Their drink of choice was one of many throughout the evening. His body and his words kept moving closer and closer behind the table until he put his arm around her shoulders, gently hugging her into him. An endless game of cat and mouse where the roles are reversed, but no one is willing to admit the mistake. He fawned over her, while in juxtapose, music with the distinct undertone of “daddy issues” pounded from the speakers as another naked body made it’s way up the pole. Liquor slowly prying open the doors of what he tried to keep locked up tight while the sun is up.

Another round of mezcal and the empty words, “you’re the most beautiful woman I’ve ever met” escaped his lips. She countered by bringing her glass to her lips, sipping slowly and thoughtfully and averting a gaze by watching another scantily clad figure pulse rhythmically in front of her. Seedy places like these always seem to bring out the honesty in people. There is something so romantic about fervently opposing your surroundings. Darkness sucks the light right out of a good few, but at least we get to watch it go.

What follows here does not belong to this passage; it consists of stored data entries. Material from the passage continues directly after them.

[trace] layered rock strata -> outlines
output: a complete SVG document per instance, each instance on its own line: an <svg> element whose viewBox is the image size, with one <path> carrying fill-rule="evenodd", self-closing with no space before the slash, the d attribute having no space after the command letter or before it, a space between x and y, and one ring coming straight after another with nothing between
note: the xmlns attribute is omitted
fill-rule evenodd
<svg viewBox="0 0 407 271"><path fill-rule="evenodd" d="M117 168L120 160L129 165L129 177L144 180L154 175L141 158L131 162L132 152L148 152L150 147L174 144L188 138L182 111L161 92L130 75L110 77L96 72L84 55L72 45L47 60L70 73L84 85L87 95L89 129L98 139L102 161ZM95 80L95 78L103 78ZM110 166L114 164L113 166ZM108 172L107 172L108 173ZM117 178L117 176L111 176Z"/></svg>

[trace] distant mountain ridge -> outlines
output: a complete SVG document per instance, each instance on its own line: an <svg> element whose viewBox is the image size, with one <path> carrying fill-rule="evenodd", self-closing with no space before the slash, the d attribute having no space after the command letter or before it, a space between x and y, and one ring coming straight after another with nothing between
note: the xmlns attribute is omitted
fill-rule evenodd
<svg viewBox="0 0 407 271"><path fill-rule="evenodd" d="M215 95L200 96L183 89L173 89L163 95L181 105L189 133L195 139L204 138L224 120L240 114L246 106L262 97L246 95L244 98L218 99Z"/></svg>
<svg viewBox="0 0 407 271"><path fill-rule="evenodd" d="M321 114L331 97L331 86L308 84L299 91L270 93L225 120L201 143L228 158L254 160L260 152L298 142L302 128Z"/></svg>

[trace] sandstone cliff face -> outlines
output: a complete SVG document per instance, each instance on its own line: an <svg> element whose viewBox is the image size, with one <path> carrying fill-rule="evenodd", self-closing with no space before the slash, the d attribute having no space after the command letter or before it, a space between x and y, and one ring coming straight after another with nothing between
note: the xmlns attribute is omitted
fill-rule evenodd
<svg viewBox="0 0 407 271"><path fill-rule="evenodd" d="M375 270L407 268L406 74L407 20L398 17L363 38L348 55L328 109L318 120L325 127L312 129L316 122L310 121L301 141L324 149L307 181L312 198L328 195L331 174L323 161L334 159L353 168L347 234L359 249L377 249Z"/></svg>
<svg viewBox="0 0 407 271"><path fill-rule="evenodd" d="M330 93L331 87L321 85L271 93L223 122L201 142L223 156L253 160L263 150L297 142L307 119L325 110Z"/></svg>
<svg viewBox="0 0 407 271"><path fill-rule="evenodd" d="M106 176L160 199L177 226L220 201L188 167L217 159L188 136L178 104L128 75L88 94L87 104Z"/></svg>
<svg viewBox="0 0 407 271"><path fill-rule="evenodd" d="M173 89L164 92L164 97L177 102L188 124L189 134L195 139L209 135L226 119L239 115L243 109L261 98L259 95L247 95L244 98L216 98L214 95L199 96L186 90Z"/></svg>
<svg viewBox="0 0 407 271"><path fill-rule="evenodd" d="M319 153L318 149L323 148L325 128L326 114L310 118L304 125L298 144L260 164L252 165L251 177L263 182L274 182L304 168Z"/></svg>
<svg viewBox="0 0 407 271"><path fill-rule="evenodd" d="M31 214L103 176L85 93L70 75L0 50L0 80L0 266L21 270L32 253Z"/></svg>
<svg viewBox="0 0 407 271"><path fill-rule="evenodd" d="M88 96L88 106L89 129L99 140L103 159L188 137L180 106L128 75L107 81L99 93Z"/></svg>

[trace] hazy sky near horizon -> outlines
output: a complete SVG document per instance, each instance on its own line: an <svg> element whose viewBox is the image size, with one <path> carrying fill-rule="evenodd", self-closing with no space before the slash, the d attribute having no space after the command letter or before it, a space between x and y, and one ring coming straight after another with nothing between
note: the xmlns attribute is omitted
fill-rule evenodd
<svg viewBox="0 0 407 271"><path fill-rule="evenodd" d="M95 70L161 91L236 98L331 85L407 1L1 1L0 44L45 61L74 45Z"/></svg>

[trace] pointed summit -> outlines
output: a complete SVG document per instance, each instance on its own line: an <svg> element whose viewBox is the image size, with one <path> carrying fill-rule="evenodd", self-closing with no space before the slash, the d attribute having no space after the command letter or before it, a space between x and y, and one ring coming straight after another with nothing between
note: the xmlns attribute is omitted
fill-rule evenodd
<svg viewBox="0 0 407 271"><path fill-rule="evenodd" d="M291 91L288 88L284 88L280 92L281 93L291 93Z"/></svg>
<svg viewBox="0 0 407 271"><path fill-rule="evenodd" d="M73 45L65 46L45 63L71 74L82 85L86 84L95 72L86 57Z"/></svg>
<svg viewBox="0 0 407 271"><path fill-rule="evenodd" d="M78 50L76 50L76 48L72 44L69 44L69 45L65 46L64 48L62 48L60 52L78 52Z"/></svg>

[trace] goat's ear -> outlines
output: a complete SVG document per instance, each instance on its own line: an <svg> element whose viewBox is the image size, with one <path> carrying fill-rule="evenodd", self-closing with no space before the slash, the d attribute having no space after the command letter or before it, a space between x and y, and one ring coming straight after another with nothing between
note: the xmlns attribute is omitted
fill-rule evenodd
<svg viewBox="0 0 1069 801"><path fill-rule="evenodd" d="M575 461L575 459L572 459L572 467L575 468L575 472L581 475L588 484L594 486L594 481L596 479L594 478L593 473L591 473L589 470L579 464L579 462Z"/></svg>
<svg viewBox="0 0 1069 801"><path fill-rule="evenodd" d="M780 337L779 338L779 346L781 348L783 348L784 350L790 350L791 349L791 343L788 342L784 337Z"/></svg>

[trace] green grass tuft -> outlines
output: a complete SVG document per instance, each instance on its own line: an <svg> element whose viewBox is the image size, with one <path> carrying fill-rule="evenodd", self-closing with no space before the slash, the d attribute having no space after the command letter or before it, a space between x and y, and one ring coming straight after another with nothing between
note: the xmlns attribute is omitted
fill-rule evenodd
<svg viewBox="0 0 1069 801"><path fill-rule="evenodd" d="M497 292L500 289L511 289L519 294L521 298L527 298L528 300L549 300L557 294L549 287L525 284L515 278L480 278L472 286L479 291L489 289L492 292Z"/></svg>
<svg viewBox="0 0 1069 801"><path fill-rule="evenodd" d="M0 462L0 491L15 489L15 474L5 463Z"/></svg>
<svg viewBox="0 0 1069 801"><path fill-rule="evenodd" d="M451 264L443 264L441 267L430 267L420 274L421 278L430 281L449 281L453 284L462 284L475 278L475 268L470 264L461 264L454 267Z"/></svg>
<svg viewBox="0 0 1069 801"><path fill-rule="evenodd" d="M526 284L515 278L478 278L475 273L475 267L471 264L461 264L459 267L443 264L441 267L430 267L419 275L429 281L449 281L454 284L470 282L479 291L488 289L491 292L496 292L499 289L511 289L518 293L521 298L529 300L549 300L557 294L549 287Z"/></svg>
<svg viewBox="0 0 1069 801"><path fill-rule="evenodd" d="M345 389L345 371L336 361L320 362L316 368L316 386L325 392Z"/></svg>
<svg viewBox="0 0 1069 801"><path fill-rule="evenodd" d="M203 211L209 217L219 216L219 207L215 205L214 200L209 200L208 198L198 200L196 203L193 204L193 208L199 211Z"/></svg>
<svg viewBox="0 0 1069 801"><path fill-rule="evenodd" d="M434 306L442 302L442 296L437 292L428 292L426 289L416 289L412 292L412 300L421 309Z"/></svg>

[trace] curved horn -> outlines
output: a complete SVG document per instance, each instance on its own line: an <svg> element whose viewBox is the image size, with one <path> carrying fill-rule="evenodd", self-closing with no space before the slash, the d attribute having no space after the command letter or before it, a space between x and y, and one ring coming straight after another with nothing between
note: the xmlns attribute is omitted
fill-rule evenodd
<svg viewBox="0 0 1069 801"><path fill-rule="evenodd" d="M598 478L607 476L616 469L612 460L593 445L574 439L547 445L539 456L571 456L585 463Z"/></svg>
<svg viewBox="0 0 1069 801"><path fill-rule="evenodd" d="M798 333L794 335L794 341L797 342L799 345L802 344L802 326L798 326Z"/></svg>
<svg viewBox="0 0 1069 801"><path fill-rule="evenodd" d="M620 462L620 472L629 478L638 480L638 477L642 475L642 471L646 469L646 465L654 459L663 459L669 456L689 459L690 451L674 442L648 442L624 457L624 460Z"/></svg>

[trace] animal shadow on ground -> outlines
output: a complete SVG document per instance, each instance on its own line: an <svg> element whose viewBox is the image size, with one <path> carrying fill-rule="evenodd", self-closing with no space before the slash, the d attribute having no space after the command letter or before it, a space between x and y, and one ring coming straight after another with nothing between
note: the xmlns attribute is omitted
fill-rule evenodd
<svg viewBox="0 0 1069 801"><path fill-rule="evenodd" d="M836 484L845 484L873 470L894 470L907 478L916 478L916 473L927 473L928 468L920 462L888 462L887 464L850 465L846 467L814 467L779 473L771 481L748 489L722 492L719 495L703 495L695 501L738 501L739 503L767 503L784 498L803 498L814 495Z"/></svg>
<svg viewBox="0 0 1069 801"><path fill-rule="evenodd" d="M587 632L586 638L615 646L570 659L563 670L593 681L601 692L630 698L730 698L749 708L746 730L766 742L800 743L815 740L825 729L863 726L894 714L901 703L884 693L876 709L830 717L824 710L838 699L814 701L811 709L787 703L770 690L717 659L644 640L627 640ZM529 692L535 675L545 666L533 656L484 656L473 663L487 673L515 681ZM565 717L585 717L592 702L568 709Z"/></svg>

While in their youth, swapping escapades to impress lovers he would compare her to his ever-growing list of failed advances, “I wish a girl would fly halfway across the world for me.” An impulsive gesture of her yesteryears that has since been abandoned. He always carried on like this, over the years, between the drinks and alongside the empty bottles that he stacked neatly above the door. She meant everything and nothing to him. Valiantly pursued until a less vulnerable distraction crossed his path when she would be, yet again, discarded.

When things fell apart for him, and they always did, she was quickly plucked from the shelf upon which she’d been stowed. Once complacent and lackadaisical, now she stiffened in his presence. Scar tissue building up, covering her once soft and warm exterior. He’d attempt to sooth her with wine, and massage her back into his palm with words, “…but I feel like you have the potential to be the most beautiful person I’ve ever met. And you are just keeping yourself from that because you are scared of something…You are right on the cusp of this other kind of woman that I’ve never known.”

Tolerance eventually gave way to animosity and grasping at the delicate straws of her waning sanity. Patience turned to resentment that built up into a vodka infused blowout that left him crying in his kitchen as she forced herself past his tears and arms and saw herself out into the poorly light, vacant streets. The concrete sidewalks were gently kissed by the fog that hovered so close to the ground, as if seeking refuge from the moon above. She clung to the shadows between the streetlights hoping to avoid being found by him ever again.

They say the road to hell is paved with good intentions; the express lane is littered with the rest.